‘Doesn’t it drive you mad?’ My brother asked, gesturing at the ticking clock on the mantle, the baroque beast that had been our father’s.
‘I find it quite soothing,’ I replied.
It was the first time he’d come to visit me in almost a year. Good to see him again, though it felt a little odd, me now living in the house we’d grown up in while he had built a new home elsewhere. In hindsight, my hosting was not up to snuff that night. Perhaps I’d have been more attentive if I’d known what was to follow.
Less than a month later, it was my turn to visit him, though the venue was not his house. He found himself in the hospital, in dire circumstances. Congenital heart disease leading to total heart failure. Due to his generally poor health, brought on by a mix of genetic faults and hard living, he was not a good candidate for a transplant.
‘That doesn’t mean we’re entirely out of options.’ The doctor handed leaflets to my brother and I. ‘We’re doing a trial in conjunction with the Ferenbrooke University physics department. They think they have a power source that can run safely inside a person for a decade or more. That, in conjunction with a few advancements in material science, mean we’re able to make artificial hearts that won’t reject, don’t require an external power source. It’s a huge leap forward. Or it will be, if it pans out. I can get you onto the trial. It is not without risk, but I do believe it’s your best bet.’
My brother was apprehensive, but at my urging he signed up for it.
Two weeks later, he was in my house, the dining room table having been replaced with a hospital bed. The surgery went well and he was calm and mobile, though not unchanged. His scar was long and ragged. And the noise. A whoosh and a tick, the mechanical answer to a more conventional, meaty heart beat. That noise was ever-present.
I had to ferry him to the hospital weekly, for a blood test and some other checks. The main risk was that the power source, some chemical device conceptually like a battery but in composition entirely unlike one, might leak. The doctors had assured us that this would not be lethal but would need to be attended to with haste. It was a novel material and its effects were not entirely predictable.
The initial appointments were fine. By the end of the third month, I found myself worried by my brother’s continued stillness. He’d stand and walk without issue, take his meals, all that. But he was possessed of a preternatural calm that was quite unlike him. I blamed the medication, at first. But he’d forgone any painkillers or sedatives after the first four weeks. The trauma of the ordeal could, of course, contribute to his change of personality, his dulling. If that were the case, it would need addressing.

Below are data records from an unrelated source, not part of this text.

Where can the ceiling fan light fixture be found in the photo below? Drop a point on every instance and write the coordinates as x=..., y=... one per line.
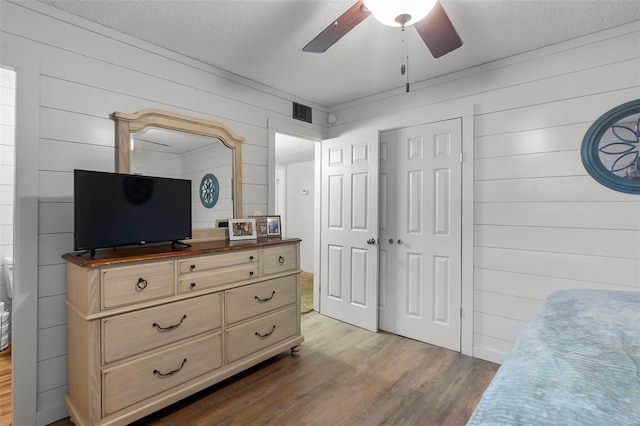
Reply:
x=399, y=13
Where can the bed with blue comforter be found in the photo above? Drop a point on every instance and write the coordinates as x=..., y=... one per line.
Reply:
x=576, y=363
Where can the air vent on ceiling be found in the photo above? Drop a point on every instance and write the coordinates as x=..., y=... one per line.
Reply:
x=301, y=112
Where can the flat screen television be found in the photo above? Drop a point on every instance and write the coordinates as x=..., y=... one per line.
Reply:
x=114, y=209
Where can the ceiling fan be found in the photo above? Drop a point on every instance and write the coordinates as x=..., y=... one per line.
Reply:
x=435, y=29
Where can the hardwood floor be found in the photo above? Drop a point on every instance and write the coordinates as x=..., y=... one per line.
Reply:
x=6, y=405
x=344, y=376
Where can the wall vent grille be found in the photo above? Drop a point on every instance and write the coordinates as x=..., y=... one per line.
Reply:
x=301, y=112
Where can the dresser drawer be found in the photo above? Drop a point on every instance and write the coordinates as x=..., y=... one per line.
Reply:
x=135, y=381
x=133, y=284
x=218, y=277
x=133, y=333
x=217, y=260
x=256, y=299
x=253, y=336
x=280, y=259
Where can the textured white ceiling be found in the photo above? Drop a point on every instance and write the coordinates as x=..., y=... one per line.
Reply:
x=262, y=39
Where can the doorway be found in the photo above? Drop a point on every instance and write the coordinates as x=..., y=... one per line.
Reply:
x=421, y=232
x=7, y=196
x=295, y=203
x=413, y=269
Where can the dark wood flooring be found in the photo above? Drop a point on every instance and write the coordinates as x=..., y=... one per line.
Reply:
x=6, y=401
x=344, y=376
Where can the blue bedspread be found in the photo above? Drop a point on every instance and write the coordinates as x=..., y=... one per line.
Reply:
x=576, y=363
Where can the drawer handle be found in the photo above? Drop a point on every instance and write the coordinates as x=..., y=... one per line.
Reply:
x=262, y=336
x=273, y=293
x=171, y=327
x=159, y=374
x=141, y=284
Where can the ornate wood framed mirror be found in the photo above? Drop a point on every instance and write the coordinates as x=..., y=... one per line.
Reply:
x=167, y=138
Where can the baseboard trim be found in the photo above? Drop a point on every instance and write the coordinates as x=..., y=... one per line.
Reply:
x=489, y=354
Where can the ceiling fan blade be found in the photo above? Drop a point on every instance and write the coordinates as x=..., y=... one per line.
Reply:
x=438, y=32
x=334, y=32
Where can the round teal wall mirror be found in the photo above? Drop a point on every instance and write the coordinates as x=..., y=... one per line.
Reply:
x=611, y=148
x=209, y=190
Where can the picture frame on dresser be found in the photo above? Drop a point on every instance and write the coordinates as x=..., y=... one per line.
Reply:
x=274, y=226
x=242, y=229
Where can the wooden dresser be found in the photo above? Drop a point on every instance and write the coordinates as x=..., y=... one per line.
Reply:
x=148, y=326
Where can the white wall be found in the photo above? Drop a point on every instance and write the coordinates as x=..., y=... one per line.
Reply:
x=86, y=72
x=7, y=176
x=540, y=222
x=300, y=210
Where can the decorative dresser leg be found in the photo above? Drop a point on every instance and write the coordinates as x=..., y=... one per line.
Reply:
x=295, y=351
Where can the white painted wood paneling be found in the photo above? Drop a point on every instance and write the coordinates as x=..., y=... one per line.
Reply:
x=515, y=307
x=603, y=215
x=543, y=189
x=561, y=163
x=502, y=328
x=595, y=269
x=55, y=217
x=52, y=373
x=541, y=223
x=76, y=156
x=530, y=286
x=52, y=280
x=593, y=242
x=52, y=342
x=550, y=139
x=52, y=311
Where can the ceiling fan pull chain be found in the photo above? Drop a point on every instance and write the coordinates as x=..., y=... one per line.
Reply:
x=405, y=55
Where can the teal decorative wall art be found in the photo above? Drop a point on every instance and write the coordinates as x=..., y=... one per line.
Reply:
x=611, y=148
x=209, y=190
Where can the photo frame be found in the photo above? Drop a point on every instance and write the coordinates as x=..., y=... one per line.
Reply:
x=261, y=225
x=242, y=229
x=274, y=226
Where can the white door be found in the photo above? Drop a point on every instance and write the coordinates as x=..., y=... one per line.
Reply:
x=349, y=225
x=426, y=248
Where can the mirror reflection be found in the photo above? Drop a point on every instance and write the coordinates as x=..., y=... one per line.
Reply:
x=168, y=153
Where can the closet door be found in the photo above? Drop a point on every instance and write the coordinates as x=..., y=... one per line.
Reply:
x=425, y=245
x=349, y=225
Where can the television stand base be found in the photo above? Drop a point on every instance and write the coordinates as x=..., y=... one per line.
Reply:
x=180, y=243
x=92, y=253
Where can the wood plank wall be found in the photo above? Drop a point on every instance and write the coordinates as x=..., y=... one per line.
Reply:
x=541, y=223
x=86, y=73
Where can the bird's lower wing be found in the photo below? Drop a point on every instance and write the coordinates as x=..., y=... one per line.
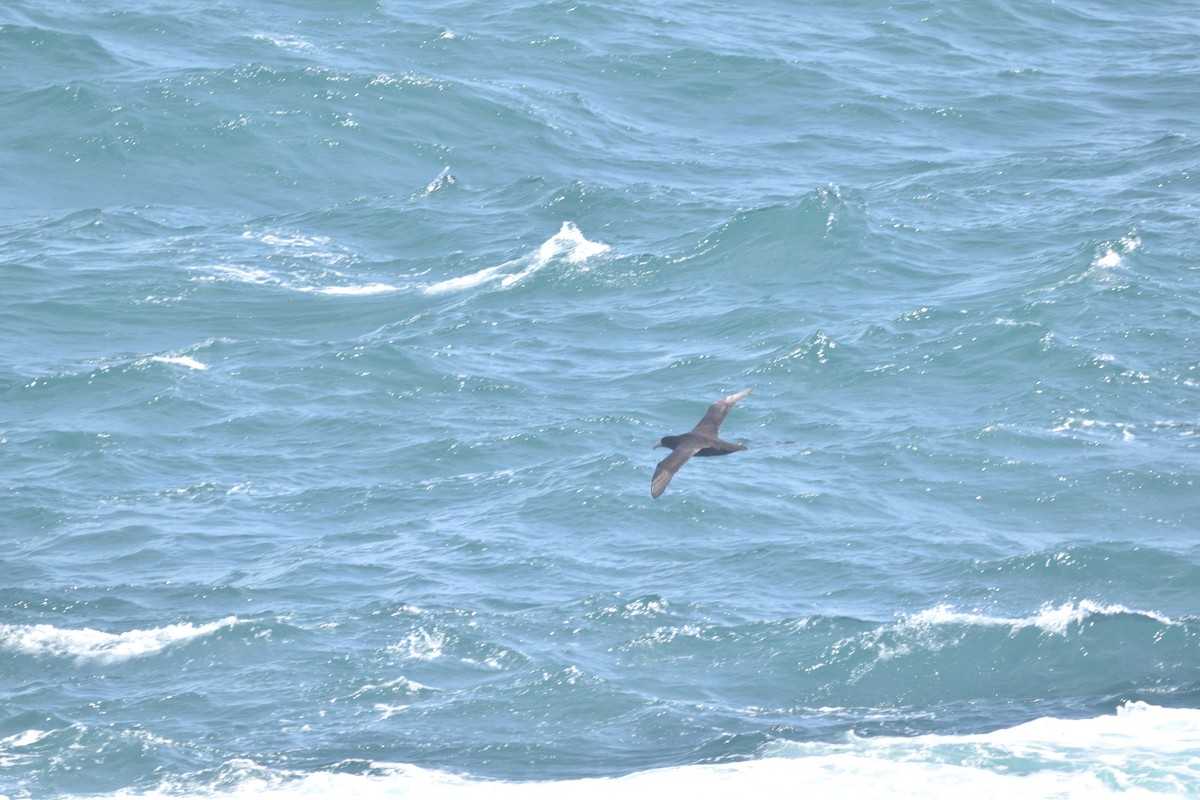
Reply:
x=669, y=467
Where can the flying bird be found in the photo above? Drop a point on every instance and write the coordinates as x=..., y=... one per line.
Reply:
x=701, y=440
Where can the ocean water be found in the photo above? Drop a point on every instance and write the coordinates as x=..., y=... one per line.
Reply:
x=335, y=337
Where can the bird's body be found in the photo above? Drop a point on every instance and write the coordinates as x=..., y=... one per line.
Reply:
x=701, y=440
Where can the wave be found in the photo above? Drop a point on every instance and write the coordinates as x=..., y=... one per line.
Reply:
x=1051, y=619
x=89, y=644
x=1139, y=751
x=568, y=244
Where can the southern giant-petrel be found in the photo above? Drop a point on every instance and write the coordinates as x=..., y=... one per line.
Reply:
x=701, y=440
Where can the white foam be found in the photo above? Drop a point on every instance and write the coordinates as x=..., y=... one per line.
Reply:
x=180, y=360
x=1051, y=619
x=1140, y=751
x=569, y=244
x=89, y=644
x=420, y=645
x=364, y=289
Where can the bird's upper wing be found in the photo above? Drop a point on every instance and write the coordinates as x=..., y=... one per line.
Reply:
x=669, y=467
x=715, y=414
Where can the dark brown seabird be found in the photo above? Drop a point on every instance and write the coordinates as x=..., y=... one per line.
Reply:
x=701, y=440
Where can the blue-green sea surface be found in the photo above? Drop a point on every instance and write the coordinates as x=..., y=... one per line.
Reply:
x=335, y=337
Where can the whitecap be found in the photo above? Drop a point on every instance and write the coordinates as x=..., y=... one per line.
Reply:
x=89, y=644
x=1140, y=751
x=569, y=244
x=180, y=360
x=1051, y=619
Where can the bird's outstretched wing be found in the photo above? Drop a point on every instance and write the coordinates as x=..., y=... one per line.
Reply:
x=715, y=414
x=669, y=467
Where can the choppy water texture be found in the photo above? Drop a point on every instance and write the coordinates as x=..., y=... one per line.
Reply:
x=336, y=335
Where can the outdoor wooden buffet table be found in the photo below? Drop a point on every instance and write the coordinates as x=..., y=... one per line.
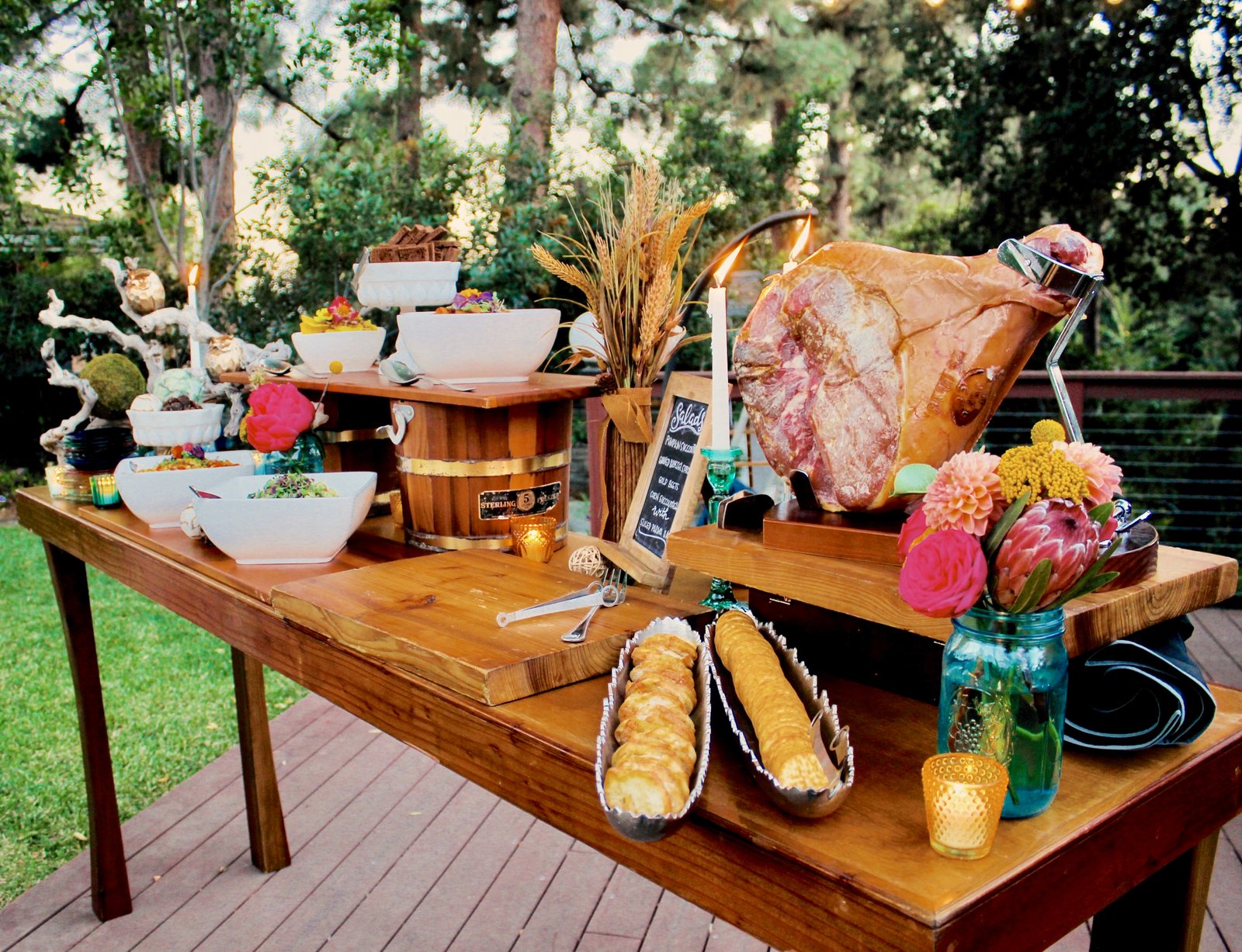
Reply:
x=1136, y=832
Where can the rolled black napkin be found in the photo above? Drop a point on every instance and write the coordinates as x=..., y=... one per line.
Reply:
x=1140, y=691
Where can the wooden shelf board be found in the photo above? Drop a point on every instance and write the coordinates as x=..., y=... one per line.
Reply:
x=1185, y=580
x=486, y=396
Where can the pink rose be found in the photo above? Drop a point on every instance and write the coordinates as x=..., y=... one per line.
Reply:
x=914, y=527
x=944, y=573
x=279, y=414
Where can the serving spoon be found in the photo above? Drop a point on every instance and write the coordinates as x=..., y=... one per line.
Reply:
x=401, y=372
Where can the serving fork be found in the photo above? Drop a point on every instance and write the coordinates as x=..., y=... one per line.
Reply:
x=615, y=583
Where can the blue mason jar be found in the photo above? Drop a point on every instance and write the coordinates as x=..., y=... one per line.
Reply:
x=1003, y=694
x=306, y=455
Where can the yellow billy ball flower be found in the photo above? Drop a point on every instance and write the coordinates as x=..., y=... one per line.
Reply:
x=1046, y=431
x=1043, y=471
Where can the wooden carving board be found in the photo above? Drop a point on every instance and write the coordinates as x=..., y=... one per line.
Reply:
x=435, y=616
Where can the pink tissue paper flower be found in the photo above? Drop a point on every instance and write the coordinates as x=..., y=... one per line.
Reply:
x=944, y=573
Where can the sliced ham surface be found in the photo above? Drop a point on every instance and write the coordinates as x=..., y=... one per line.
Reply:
x=865, y=359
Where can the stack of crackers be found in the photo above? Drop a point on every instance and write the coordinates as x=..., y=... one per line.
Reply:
x=420, y=242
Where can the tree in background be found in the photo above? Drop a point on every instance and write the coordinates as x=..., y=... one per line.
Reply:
x=1111, y=118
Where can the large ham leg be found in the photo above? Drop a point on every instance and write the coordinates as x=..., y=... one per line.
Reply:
x=865, y=359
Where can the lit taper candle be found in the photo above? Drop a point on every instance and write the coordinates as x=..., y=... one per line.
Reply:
x=717, y=310
x=804, y=238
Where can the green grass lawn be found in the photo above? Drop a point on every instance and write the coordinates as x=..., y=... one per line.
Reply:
x=168, y=693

The fourteenth appointment came by, my brother shuffled to the passenger door of my car, and we set off. The whoosh-tick of his mechanical heart filled the air. I put on the radio to cover it, found a classic rock station. My brother’s favourite genre. I spotted no reaction in him.
At the hospital, first a blood sample was taken. My brother then followed a nurse through to a consultation room, where the doctor leading the study on the new artificial hearts would be waiting for him. I waited with the phlebotomist, watching as he worked in a side room with the door open. He deposited a drop of blood into a vial of yellowish liquid, shook it, and then squirted a few drops onto something like a COVID test. I was used to this procedure. The test was a basic screening measure, it would show positive if there was more than a trace of the battery compound in my brother’s blood.
That day, it was indeed positive. ‘I’ll have to let the doctor know right away.’ The phlebotomist said.
My heart a-quiver, I followed him to the back hallway, through to the consultation room. He flung open the door. ‘He’s positive,’ the phlebotomist said.
‘Right, okay. Let’s not lose our heads,’ replied the doctor. He retrieved a stethoscope from the trolley by the examination bed upon which my brother sat. The ear pieces went in his ears, the chest piece on my brother’s chest. ‘Have you noticed anything troubling?’ Asked the doctor.
‘That ticking,’ replied my brother. He grabbed the doctor’s head, one large hand over either ear, and pushed the stethoscope in towards the middle.
The doctor screamed. The phlebotomist did likewise, moving to my brother and trying to pull his arms off the doctor.
I stood, transfixed by panic, unable to process the scene.
My brother pulled the doctor’s head to his own chest, muffled the man’s screams with his own flesh. He pulled and pulled, exerting more force than I’d ever known he could. The phlebotomist’s efforts meant nothing. Three long seconds until the screaming stopped, until a sickening crack heralded the doctor’s body going limp.